The public access area of the Hubble Space Telescope web site contains low resolution images of the surface of asteroid 4 Vesta if you are interested to see where most achondrites come from.

However, the achondrites are not exclusively from Vesta, the famous ‘Martian fossil’ meteorite found at Allan Hills in Antarctica is of this type. Other achondrites appear to be Lunar in origin. In terms of numbers, they are fairly rare and form about 4% of the known meteorites.
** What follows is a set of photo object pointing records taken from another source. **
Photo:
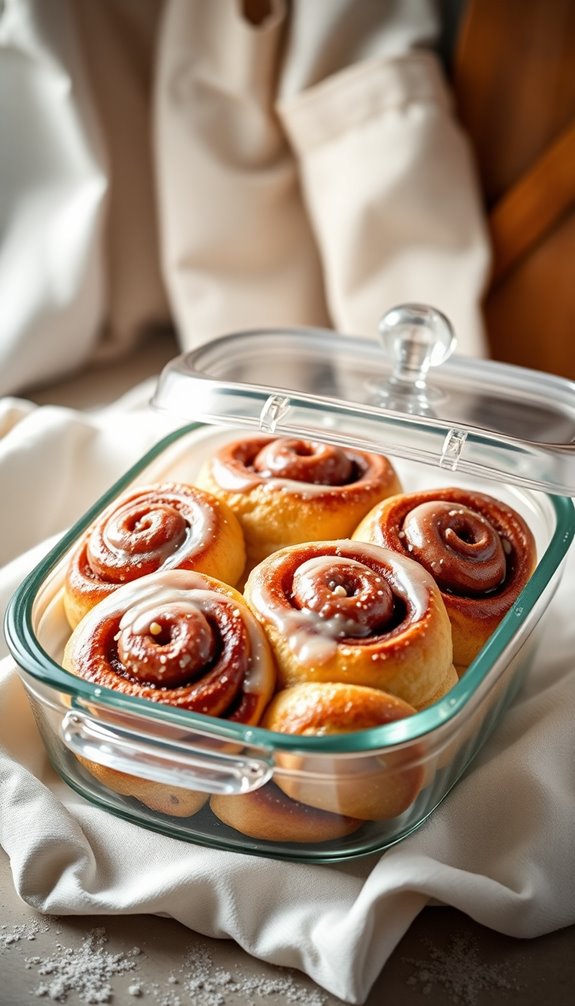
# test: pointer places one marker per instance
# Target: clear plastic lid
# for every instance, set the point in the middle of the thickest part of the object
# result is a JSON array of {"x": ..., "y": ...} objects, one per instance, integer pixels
[{"x": 404, "y": 394}]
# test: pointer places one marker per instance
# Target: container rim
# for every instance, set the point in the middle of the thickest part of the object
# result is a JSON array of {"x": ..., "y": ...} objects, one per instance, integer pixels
[{"x": 31, "y": 658}]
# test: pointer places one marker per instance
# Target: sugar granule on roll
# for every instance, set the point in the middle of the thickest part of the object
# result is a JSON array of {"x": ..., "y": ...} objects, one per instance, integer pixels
[
  {"x": 284, "y": 491},
  {"x": 478, "y": 549},
  {"x": 176, "y": 638},
  {"x": 160, "y": 526},
  {"x": 350, "y": 612}
]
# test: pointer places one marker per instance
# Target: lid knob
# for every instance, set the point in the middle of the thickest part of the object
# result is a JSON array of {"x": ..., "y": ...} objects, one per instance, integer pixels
[{"x": 415, "y": 337}]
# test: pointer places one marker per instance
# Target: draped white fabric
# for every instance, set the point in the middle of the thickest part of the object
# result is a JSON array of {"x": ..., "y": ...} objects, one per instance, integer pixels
[{"x": 171, "y": 159}]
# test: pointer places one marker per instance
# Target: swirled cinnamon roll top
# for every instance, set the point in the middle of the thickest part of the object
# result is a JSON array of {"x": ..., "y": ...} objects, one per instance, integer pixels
[
  {"x": 178, "y": 638},
  {"x": 284, "y": 491},
  {"x": 355, "y": 613},
  {"x": 161, "y": 526},
  {"x": 480, "y": 550}
]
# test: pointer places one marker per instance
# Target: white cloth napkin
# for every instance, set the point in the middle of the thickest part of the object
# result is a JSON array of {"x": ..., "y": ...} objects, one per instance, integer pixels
[{"x": 500, "y": 848}]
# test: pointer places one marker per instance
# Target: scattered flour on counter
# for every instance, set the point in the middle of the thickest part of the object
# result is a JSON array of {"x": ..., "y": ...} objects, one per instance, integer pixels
[
  {"x": 26, "y": 931},
  {"x": 86, "y": 971},
  {"x": 458, "y": 970},
  {"x": 211, "y": 985}
]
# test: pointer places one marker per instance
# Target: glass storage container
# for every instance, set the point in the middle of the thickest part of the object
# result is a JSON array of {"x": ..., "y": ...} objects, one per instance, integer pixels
[{"x": 442, "y": 421}]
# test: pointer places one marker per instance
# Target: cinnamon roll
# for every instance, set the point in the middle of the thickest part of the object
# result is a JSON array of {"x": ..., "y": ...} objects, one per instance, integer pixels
[
  {"x": 270, "y": 815},
  {"x": 368, "y": 788},
  {"x": 178, "y": 638},
  {"x": 350, "y": 612},
  {"x": 480, "y": 551},
  {"x": 285, "y": 491},
  {"x": 163, "y": 526}
]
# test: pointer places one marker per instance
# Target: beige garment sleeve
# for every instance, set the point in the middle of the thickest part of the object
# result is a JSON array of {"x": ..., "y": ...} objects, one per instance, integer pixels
[
  {"x": 118, "y": 38},
  {"x": 310, "y": 169},
  {"x": 391, "y": 193},
  {"x": 52, "y": 195},
  {"x": 238, "y": 249}
]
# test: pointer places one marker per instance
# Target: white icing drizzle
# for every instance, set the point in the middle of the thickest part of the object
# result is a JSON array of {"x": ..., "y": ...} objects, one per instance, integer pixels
[
  {"x": 197, "y": 515},
  {"x": 139, "y": 601},
  {"x": 315, "y": 639}
]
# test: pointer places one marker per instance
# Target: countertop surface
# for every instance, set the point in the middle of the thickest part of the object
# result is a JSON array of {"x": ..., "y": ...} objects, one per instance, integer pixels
[{"x": 444, "y": 958}]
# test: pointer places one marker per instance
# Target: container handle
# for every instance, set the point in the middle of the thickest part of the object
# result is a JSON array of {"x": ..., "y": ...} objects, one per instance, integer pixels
[{"x": 192, "y": 768}]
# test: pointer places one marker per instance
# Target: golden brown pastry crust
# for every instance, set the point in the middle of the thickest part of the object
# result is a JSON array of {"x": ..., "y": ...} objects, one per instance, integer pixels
[
  {"x": 175, "y": 801},
  {"x": 367, "y": 787},
  {"x": 481, "y": 551},
  {"x": 286, "y": 491},
  {"x": 161, "y": 526},
  {"x": 270, "y": 815},
  {"x": 181, "y": 639},
  {"x": 351, "y": 612}
]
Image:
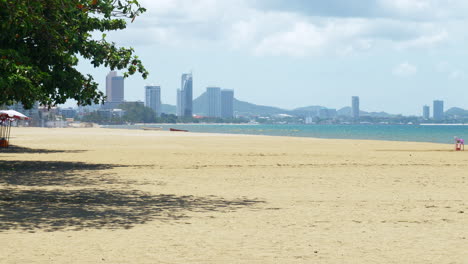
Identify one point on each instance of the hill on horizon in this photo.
(244, 108)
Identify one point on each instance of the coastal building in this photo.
(153, 98)
(114, 91)
(213, 106)
(325, 113)
(355, 107)
(180, 103)
(426, 111)
(185, 96)
(114, 88)
(227, 103)
(438, 109)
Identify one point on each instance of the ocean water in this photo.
(415, 133)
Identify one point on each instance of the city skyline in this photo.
(220, 101)
(410, 52)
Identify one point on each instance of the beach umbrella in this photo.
(6, 117)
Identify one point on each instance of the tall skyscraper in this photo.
(355, 107)
(180, 103)
(438, 109)
(227, 103)
(426, 111)
(153, 98)
(114, 88)
(185, 96)
(214, 101)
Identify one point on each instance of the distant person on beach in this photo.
(459, 143)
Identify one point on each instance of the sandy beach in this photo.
(100, 195)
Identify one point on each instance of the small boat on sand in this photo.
(179, 130)
(152, 128)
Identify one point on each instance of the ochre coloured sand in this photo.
(99, 195)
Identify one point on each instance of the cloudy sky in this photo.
(396, 55)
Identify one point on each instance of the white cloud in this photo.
(240, 24)
(405, 69)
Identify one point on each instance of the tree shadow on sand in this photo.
(25, 150)
(58, 195)
(33, 210)
(46, 173)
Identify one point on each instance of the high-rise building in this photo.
(355, 107)
(438, 109)
(185, 96)
(153, 98)
(109, 84)
(114, 88)
(180, 103)
(213, 106)
(227, 103)
(426, 111)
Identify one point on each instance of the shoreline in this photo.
(89, 195)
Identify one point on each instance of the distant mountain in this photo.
(243, 108)
(307, 111)
(240, 107)
(348, 111)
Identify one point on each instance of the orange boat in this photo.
(179, 130)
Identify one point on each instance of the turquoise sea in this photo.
(416, 133)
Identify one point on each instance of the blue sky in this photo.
(396, 55)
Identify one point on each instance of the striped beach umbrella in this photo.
(6, 118)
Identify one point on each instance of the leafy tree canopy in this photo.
(40, 41)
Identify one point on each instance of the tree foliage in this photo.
(40, 41)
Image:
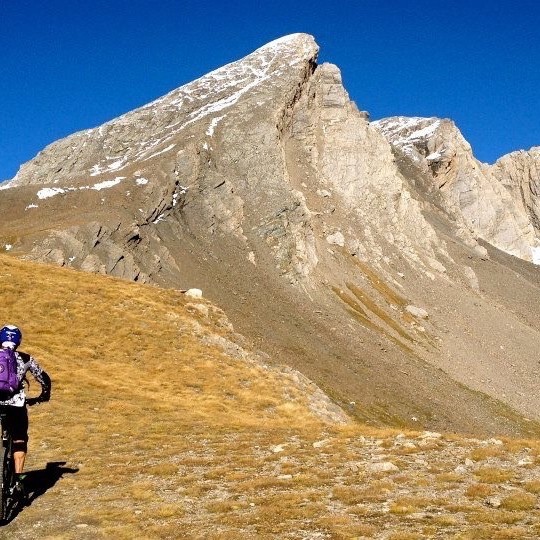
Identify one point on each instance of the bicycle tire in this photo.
(7, 475)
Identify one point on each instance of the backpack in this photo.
(9, 381)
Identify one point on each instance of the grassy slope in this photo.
(212, 446)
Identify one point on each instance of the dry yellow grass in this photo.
(166, 436)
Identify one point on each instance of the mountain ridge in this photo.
(326, 244)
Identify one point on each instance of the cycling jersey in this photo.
(26, 363)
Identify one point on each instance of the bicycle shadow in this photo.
(38, 482)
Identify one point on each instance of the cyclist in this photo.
(15, 406)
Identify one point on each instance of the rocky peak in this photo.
(470, 190)
(263, 184)
(153, 130)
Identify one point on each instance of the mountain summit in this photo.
(376, 258)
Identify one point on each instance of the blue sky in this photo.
(69, 65)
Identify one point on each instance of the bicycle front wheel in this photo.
(7, 475)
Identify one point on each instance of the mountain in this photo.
(164, 424)
(380, 259)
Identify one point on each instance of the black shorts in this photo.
(16, 422)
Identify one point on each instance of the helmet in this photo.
(10, 336)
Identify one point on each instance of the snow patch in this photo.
(107, 183)
(46, 193)
(535, 252)
(213, 124)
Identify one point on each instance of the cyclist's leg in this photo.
(18, 425)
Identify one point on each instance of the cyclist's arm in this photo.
(42, 378)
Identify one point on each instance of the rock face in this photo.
(472, 191)
(346, 249)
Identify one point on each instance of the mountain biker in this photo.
(15, 406)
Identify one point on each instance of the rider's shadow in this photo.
(36, 483)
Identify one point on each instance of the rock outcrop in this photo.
(471, 189)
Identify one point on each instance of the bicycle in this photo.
(8, 496)
(11, 495)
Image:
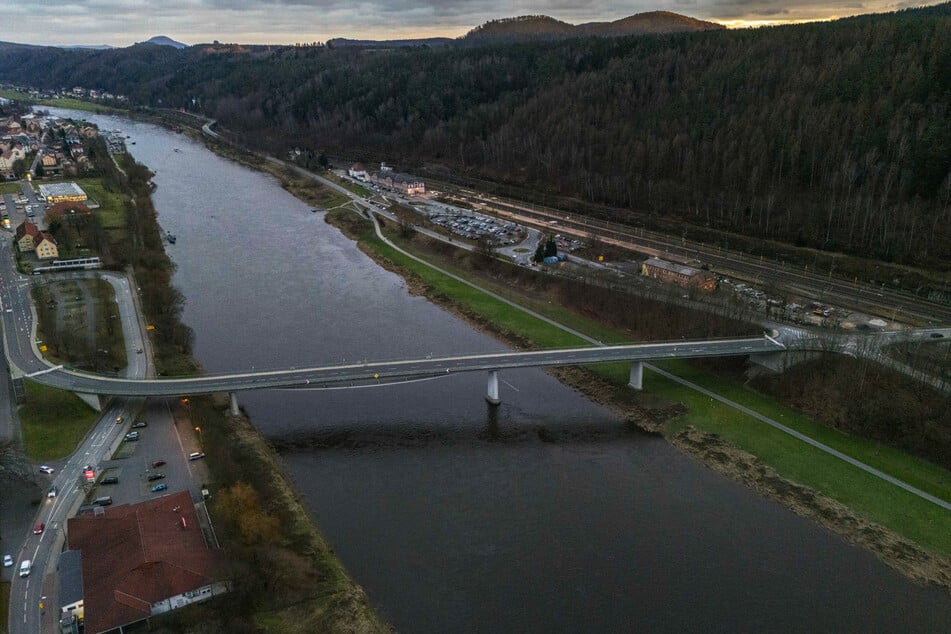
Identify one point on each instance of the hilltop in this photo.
(545, 27)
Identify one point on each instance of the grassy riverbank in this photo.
(286, 577)
(53, 422)
(765, 458)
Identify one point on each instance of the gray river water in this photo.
(546, 516)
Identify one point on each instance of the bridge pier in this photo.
(637, 376)
(492, 388)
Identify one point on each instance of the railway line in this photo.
(881, 301)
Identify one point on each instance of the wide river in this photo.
(547, 516)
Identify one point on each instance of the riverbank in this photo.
(869, 512)
(286, 577)
(668, 407)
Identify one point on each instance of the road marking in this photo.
(510, 385)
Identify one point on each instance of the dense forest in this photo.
(833, 135)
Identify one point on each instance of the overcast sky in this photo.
(124, 22)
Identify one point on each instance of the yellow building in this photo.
(46, 247)
(27, 235)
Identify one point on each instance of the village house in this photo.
(139, 560)
(51, 166)
(685, 276)
(46, 248)
(10, 153)
(409, 185)
(27, 235)
(357, 171)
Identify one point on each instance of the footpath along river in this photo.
(548, 516)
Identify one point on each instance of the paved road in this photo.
(18, 320)
(865, 297)
(368, 371)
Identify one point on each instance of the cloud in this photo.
(122, 22)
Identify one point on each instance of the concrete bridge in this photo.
(380, 372)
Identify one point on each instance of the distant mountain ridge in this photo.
(545, 27)
(426, 41)
(163, 40)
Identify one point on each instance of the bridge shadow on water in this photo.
(493, 431)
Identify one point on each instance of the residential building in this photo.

Achondrite Meteorite Falls

Station workers saw a fireball which fell on the Millbillillie estate in Western Australia. An object “with sparks coming off it” fell onto a plain to their north. No one went to have a look at the time but a decade later, in 1970, some remnants of an achondrite meteorite were found. Over the years, Aborigines walking the area have found other fragments, the largest fragment weighed in at 20kg and is on display in the Western Australia Museum. Others have been found in France, the USA, Mexico, Egypt, India and several other locations.